Des dessins ont été réalisés au dos des lettres de Naz, sur des serviettes, sur les draps de la prison et sur les feuilles d’aluminium de paquets de cigarettes.
Au fil des ans, elle a été transférée dans différentes prisons. La situation était un peu meilleure dans la première, avant son procès, où il était davantage possible de dessiner ou de peindre.
• Quelle a été la première incursion de Zehra dans l’art, et quand a‑t-elle commencé à fusionner la politique dans son art ?
Pour Zehra, il n’y a pas de frontières entre les deux.

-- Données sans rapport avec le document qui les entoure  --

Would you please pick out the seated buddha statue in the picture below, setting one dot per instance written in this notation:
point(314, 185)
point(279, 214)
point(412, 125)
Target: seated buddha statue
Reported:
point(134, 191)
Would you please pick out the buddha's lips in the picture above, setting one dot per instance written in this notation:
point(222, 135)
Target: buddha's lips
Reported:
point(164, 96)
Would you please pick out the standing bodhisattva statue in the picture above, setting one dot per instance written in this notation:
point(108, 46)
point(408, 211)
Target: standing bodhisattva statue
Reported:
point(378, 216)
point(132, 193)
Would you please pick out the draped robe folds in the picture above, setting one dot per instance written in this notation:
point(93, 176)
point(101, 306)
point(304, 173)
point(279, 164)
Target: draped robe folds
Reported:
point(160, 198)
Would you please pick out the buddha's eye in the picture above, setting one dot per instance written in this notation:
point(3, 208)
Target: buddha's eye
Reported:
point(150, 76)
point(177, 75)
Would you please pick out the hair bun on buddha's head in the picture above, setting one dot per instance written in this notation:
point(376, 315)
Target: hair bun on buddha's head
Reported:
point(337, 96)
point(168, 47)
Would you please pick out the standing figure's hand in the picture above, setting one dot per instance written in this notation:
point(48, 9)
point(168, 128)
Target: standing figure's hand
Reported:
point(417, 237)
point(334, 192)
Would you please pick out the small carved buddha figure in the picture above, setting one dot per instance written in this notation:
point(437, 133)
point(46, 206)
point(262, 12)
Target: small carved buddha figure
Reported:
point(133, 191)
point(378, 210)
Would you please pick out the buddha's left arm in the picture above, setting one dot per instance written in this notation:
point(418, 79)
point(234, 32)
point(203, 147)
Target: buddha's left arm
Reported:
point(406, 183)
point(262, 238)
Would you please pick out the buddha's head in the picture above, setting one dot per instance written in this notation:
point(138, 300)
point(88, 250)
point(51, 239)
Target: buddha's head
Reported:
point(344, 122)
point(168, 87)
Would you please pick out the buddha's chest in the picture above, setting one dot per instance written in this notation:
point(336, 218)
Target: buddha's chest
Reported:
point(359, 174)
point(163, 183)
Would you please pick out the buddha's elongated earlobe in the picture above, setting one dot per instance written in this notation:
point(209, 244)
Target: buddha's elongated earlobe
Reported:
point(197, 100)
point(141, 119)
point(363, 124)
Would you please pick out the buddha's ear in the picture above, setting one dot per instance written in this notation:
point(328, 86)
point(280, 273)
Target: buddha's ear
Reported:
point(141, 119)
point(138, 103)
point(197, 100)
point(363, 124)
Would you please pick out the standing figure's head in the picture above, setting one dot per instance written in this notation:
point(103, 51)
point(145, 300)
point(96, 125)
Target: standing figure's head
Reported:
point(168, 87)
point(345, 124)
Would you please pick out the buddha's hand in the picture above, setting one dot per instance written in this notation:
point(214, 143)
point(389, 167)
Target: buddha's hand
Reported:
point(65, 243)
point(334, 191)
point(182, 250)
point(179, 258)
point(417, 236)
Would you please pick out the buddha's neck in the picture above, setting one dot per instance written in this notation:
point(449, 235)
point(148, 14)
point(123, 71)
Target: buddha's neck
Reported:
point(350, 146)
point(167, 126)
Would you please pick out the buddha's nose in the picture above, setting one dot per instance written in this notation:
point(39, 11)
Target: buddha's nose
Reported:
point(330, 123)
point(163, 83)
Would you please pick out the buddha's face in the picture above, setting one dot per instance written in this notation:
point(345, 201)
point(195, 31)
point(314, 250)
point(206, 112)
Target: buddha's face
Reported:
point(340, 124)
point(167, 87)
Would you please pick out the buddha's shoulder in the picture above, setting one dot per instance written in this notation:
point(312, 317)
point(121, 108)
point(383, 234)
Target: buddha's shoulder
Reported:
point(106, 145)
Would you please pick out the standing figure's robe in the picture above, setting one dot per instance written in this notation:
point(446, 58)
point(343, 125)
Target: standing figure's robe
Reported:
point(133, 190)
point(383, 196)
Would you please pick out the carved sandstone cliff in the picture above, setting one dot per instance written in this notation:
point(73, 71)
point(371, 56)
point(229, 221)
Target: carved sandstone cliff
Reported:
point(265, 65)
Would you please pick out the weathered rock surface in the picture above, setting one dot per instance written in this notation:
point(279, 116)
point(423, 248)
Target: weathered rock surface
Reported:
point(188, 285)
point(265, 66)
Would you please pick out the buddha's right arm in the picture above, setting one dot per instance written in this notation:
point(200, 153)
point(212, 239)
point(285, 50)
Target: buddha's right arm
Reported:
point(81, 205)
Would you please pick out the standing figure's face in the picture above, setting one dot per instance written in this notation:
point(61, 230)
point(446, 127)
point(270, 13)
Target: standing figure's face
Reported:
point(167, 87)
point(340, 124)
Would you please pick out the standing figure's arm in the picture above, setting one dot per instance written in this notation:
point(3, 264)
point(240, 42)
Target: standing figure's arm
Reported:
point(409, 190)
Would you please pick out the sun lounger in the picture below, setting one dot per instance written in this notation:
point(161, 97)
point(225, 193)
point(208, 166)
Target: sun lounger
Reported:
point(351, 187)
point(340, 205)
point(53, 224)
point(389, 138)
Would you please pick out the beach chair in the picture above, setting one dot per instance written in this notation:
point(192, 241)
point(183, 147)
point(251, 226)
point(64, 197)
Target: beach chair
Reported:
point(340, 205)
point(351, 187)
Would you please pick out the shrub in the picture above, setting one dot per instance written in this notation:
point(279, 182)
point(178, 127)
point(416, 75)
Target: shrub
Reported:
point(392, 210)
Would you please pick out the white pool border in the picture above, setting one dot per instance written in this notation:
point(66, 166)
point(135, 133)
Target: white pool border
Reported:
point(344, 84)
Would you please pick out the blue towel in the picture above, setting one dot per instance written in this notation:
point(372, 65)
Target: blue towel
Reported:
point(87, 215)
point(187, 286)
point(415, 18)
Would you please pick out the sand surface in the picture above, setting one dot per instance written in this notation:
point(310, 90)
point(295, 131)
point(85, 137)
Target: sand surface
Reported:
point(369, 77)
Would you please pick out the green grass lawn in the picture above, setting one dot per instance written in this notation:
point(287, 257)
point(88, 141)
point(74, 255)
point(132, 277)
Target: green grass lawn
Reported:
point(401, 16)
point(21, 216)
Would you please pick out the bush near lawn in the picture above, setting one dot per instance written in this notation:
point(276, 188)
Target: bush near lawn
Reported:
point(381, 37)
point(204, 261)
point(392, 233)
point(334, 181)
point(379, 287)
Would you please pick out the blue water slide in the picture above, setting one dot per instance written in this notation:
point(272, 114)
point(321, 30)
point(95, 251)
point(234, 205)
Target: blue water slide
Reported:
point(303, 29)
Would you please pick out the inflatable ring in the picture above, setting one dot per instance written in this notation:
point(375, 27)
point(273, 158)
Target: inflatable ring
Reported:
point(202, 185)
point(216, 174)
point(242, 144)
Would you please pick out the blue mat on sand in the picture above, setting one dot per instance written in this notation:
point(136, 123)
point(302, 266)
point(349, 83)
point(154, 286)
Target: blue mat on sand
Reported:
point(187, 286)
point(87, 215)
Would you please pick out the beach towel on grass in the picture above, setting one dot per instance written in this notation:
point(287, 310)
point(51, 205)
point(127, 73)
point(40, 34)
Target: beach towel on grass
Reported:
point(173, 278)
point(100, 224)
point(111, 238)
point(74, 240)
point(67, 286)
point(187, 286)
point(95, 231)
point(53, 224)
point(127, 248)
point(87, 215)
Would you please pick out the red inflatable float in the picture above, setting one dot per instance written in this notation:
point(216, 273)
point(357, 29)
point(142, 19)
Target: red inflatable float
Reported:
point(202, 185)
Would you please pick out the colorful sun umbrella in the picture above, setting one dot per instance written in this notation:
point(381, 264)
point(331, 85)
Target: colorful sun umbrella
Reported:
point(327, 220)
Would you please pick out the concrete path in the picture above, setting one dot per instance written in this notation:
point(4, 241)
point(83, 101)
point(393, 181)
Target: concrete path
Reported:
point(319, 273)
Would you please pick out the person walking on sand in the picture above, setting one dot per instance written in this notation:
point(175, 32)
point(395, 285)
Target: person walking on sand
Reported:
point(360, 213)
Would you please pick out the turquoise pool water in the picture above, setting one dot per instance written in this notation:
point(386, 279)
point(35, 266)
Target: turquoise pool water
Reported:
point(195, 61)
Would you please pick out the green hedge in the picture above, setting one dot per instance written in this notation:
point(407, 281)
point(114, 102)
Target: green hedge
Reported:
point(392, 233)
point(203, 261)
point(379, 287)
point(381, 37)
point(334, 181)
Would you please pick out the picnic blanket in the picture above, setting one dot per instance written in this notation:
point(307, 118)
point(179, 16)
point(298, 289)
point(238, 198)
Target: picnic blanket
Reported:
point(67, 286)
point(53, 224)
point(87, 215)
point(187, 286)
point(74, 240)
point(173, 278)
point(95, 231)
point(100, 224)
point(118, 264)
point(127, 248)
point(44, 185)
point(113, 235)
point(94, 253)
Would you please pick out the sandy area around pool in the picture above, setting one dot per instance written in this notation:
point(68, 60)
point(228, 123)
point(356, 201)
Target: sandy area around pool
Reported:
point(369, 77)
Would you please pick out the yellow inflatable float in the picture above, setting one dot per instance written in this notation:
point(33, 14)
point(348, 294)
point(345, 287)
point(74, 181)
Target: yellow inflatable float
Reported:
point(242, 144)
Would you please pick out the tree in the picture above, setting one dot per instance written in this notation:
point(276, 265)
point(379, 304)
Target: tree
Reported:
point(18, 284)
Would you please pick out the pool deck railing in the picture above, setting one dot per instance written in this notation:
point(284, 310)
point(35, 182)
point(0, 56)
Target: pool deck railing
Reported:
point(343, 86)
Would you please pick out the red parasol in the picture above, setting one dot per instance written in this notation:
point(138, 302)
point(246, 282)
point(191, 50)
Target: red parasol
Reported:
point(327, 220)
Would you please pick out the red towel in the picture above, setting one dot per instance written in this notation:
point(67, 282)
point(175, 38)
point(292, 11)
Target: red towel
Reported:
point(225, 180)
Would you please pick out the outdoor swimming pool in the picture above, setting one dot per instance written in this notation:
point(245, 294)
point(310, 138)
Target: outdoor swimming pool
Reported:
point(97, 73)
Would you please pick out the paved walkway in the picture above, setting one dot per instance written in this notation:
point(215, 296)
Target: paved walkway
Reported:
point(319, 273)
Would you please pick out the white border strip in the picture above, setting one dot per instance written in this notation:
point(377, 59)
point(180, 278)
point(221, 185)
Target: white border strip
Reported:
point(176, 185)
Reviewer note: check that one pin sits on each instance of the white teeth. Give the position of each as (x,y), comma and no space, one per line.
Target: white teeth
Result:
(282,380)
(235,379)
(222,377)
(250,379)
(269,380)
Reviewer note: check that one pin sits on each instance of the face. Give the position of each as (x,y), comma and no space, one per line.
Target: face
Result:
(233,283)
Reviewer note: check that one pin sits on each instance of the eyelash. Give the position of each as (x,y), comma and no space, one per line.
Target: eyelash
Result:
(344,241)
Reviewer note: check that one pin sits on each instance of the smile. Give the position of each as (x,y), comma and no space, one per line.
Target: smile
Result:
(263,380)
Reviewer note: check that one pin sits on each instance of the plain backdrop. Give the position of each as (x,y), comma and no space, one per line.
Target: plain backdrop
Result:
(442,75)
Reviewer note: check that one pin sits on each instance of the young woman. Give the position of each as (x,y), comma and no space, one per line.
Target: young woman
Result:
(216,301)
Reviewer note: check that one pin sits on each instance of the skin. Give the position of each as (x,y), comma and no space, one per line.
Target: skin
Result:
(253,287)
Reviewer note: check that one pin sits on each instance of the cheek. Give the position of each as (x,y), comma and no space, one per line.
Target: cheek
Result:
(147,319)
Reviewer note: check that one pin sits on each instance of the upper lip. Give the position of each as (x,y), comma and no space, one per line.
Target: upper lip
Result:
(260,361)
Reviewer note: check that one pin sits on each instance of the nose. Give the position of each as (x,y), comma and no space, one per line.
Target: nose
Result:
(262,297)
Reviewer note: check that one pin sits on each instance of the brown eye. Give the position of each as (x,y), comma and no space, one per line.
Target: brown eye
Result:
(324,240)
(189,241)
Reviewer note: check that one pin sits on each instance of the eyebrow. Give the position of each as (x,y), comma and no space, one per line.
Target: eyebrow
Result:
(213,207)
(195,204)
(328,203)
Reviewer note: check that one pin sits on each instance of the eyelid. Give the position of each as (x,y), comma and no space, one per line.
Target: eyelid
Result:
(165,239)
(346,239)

Comme elle l’a écrit dans son journal : “Quand je travaillais comme journaliste, je ne savais pas dessiner, mais, le dessin est une partie de moi, et une partie de moi est la lutte du peuple kurde. Dans mes peintures, la lumière, les couleurs, les images sont là pour représenter l’histoire des Kurdes et leurs expériences. La colère créatrice ne pouvait pas être apprivoisée”.
Pour Zehra, l’art c’est la politique, et la politique fait des gestes à l’art, il est donc impossible de trouver un ante quem. “Si vous venez de cette terre, alors vous êtes imprégné de politique depuis votre naissance”. Pour Zehra, le dessin était un moyen d’exprimer ce qu’elle vivait.
Lorsqu’elle a fondé avec d’autres femmes journalistes JINHA, une agence de presse féministe et entièrement dirigée par des femmes, elles ont pensé “nous écrirons sans penser à ce que penseront les hommes, parce que lorsque les femmes écrivent, et que nous tendons un miroir à la société, alors l’image des hommes dans le miroir commence à s’effacer”.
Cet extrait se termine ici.